The last remaining obstacle to Microsoft’s acquisition of LinkedIn fell Tuesday, when the European Commission approved the sweeping $26 billion deal. The transaction is now set to close before month’s end.
The EC’s consent was contingent on Microsoft agreeing to provide rival social networking sites access to its Office programs for the next five years. The acquisition had already been approved by regulators in the U.S., China and Brazil.
“We’ve now obtained all the regulatory approvals needed to complete the acquisition and the deal will close in the coming days,” Microsoft’s Chief Legal Officer Brad Smith said in a blog post following word of the EC’s decision.

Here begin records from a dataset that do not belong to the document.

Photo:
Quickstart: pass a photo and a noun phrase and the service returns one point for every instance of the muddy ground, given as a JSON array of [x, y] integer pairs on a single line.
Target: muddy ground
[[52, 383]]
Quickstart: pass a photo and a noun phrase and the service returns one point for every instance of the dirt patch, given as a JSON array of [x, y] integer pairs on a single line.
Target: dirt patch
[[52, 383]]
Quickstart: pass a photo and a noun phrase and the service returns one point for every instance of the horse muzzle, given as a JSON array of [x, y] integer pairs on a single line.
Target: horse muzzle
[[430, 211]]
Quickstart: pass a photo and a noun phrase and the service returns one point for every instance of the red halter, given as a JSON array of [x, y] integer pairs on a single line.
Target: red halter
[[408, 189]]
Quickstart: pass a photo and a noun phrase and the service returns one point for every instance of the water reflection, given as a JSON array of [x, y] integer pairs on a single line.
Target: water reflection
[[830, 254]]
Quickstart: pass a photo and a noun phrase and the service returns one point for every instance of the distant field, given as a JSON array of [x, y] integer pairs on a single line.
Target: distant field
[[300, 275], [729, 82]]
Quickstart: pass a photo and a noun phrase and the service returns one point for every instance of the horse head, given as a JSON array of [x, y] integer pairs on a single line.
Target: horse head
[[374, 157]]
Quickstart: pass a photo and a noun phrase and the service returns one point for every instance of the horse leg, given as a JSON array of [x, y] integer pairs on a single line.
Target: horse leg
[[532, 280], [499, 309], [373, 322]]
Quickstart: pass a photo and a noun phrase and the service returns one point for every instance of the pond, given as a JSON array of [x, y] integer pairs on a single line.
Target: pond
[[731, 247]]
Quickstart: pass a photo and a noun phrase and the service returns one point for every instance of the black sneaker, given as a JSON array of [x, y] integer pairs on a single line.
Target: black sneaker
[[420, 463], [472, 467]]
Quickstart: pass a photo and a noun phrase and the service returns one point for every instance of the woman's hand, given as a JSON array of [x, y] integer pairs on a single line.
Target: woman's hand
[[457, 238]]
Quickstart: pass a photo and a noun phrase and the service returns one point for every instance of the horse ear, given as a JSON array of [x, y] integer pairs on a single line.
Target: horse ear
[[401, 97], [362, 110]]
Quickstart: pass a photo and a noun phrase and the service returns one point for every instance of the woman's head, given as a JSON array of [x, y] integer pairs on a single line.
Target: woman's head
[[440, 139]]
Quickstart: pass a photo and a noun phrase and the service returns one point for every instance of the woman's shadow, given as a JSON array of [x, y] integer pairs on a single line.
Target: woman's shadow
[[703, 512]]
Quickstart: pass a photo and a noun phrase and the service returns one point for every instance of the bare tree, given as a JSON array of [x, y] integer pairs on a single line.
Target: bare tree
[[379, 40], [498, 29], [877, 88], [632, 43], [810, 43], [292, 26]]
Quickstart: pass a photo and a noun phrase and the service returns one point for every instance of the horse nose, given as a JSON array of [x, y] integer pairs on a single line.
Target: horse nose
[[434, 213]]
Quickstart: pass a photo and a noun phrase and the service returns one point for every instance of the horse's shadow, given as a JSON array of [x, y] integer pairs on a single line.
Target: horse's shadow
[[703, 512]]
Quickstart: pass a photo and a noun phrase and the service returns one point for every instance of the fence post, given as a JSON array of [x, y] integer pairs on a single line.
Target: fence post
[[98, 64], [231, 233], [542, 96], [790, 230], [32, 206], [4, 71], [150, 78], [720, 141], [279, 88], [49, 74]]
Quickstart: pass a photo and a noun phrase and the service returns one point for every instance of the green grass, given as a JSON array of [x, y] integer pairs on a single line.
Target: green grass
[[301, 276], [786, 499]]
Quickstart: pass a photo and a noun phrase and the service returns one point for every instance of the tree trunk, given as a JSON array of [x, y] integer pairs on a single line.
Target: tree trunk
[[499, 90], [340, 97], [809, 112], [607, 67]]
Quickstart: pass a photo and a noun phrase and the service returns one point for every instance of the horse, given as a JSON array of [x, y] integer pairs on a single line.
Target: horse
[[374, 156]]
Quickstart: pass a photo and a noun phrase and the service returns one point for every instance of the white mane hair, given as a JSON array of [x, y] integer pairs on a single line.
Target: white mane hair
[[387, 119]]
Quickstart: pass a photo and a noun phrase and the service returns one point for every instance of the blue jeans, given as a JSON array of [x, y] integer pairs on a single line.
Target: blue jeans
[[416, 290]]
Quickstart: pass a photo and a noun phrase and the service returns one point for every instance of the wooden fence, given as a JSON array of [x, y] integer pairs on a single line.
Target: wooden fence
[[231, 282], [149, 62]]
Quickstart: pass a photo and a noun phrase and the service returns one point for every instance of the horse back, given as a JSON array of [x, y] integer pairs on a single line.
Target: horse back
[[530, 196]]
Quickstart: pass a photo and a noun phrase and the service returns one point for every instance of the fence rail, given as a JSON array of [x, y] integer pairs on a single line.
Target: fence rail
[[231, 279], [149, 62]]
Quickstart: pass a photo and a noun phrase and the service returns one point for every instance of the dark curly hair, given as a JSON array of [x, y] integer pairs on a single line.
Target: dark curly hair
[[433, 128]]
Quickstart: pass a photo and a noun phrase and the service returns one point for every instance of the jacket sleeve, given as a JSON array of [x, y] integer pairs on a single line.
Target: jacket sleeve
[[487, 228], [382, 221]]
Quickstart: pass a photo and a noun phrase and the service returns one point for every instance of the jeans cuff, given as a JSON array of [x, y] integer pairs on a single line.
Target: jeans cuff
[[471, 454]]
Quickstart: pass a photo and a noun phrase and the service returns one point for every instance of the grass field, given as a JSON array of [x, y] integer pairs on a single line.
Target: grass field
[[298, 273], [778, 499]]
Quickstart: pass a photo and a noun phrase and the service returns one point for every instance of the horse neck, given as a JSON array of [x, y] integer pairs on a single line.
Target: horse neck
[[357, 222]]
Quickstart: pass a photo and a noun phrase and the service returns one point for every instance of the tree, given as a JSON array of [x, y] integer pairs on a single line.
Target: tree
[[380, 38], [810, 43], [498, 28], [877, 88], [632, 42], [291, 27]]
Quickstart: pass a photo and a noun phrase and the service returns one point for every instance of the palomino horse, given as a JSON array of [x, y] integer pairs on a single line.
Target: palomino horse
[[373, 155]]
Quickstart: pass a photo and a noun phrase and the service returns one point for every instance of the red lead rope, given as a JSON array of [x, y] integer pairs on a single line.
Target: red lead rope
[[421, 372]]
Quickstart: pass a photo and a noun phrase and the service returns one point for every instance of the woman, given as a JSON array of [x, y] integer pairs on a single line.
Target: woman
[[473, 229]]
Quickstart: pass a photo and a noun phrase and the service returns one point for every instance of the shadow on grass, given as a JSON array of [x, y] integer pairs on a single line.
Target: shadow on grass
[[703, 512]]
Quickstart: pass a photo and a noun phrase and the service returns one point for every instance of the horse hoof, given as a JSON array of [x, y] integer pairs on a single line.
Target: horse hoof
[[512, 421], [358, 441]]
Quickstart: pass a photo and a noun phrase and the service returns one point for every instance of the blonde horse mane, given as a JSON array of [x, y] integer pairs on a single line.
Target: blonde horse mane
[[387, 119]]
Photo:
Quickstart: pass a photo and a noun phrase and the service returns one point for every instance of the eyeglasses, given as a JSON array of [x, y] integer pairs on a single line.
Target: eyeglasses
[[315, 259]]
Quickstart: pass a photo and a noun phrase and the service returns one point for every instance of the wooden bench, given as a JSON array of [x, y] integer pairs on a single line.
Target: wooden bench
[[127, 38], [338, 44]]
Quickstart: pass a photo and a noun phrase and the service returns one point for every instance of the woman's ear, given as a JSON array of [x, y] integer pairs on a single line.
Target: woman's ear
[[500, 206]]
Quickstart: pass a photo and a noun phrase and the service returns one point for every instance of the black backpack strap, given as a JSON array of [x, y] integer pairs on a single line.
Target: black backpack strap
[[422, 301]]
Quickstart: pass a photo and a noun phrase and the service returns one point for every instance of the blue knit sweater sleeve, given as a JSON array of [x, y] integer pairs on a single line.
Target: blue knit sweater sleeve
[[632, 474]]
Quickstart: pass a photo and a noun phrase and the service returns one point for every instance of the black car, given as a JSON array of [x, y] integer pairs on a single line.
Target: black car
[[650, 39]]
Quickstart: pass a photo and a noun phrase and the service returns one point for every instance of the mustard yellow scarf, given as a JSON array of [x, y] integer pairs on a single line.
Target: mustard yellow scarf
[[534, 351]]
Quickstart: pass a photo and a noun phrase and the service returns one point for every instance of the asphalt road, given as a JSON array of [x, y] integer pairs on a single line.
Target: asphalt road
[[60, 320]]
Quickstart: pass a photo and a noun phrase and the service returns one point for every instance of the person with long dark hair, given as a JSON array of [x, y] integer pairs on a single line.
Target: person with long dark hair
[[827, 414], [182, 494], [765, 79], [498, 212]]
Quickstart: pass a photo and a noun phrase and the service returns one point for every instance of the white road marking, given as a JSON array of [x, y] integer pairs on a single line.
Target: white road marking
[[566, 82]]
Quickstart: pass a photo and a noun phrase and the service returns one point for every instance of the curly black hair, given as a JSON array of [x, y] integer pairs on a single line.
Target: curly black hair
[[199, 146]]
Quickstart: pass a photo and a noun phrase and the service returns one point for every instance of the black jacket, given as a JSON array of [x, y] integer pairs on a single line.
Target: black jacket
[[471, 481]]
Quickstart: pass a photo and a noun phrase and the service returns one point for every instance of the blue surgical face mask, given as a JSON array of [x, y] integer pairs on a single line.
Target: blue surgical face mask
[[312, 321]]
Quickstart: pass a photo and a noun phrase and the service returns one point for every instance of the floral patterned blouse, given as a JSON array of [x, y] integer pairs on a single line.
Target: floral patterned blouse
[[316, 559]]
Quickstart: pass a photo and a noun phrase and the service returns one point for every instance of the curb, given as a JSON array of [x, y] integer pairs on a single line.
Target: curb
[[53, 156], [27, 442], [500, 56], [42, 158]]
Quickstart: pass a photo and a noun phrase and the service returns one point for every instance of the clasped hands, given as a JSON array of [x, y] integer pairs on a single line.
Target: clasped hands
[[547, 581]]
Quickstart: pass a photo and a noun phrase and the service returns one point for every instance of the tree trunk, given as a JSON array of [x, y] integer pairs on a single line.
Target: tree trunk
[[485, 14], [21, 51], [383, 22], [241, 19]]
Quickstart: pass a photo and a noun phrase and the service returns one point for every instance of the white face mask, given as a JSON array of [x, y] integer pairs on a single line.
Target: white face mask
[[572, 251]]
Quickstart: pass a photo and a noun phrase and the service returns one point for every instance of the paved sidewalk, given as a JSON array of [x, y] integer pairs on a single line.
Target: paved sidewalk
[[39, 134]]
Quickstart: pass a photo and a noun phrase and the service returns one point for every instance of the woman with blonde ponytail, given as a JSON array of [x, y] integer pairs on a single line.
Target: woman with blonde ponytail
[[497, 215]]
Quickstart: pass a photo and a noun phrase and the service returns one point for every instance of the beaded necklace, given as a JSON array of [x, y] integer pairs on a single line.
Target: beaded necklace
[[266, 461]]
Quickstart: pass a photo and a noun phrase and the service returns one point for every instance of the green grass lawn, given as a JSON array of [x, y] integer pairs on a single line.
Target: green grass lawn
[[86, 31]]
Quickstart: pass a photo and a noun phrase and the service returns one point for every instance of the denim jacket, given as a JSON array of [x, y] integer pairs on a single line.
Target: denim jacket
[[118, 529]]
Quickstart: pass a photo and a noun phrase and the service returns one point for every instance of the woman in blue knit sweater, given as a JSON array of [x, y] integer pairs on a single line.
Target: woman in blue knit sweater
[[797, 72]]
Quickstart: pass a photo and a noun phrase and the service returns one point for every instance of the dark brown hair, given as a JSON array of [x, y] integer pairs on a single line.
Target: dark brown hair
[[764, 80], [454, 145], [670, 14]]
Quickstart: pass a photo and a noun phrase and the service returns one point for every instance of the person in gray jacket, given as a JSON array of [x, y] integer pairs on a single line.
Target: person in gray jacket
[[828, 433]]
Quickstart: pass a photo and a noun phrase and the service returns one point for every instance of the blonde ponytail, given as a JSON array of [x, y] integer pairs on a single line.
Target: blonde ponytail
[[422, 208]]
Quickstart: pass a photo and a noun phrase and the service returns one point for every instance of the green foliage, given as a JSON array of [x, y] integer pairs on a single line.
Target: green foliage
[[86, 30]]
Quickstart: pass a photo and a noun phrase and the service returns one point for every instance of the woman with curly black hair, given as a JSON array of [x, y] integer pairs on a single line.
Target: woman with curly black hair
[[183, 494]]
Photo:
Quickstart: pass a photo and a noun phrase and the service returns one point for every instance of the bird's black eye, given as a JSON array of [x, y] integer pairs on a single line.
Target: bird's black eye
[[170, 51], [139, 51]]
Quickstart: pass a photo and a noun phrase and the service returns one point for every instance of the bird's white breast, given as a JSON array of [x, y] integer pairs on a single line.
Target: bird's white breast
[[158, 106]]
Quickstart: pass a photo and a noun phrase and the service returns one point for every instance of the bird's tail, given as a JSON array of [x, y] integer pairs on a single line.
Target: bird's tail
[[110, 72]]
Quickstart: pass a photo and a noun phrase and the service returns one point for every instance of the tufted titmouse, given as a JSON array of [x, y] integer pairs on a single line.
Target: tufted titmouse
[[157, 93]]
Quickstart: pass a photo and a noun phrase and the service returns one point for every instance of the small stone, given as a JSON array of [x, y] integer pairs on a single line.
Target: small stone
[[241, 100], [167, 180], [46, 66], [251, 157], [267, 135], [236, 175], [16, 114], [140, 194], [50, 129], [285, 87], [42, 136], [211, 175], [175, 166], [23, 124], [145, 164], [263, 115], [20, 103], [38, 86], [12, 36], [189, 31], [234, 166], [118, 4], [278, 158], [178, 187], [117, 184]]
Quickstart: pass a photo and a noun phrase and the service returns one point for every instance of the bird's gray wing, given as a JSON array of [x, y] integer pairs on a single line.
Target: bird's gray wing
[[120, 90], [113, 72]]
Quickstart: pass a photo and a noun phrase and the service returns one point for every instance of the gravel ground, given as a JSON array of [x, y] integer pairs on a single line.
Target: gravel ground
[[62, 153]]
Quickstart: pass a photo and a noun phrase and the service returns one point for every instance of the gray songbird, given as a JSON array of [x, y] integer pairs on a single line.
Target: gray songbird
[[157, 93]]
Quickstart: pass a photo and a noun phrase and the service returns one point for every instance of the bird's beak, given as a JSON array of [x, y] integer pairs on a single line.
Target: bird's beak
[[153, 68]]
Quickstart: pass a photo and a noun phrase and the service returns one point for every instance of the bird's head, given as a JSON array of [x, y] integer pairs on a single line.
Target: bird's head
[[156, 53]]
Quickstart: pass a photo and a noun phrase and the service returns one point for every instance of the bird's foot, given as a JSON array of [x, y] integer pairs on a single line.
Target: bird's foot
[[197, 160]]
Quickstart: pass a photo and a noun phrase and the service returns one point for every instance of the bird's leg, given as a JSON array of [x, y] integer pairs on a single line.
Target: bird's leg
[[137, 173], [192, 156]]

Microsoft’s CEO, Satya Nadella, has described the acquisition as the key to the software giant’s future efforts in the business applications market. At their heart lies an ambitious undertaking to give business professionals a vast new set of tools and data with which to collaborate and solve common business problems.
To win EC approval, Microsoft agreed to continue to allow rival social networks to access the Office suite’s application programming interfaces. These APIs allow different applications to communicate with one another and will give LinkedIn’s competitors the same level of access to the Microsoft Office suite that they have today.
In addition, Microsoft will give rival social networks access to its Office Graph, the search and machine learning technology that will underpin most of the combined company’s new initiatives. Such access would, for example, allow professional profiles from competitors’ sites to be displayed in a Microsoft Outlook calendar entry.
Microsoft also agreed that it would not require computer makers to install LinkedIn on Windows PCs. The company’s concessions only apply to markets that are part of European Union. While the software maker may follow suit in other regions, under the agreement it is not bound to do so.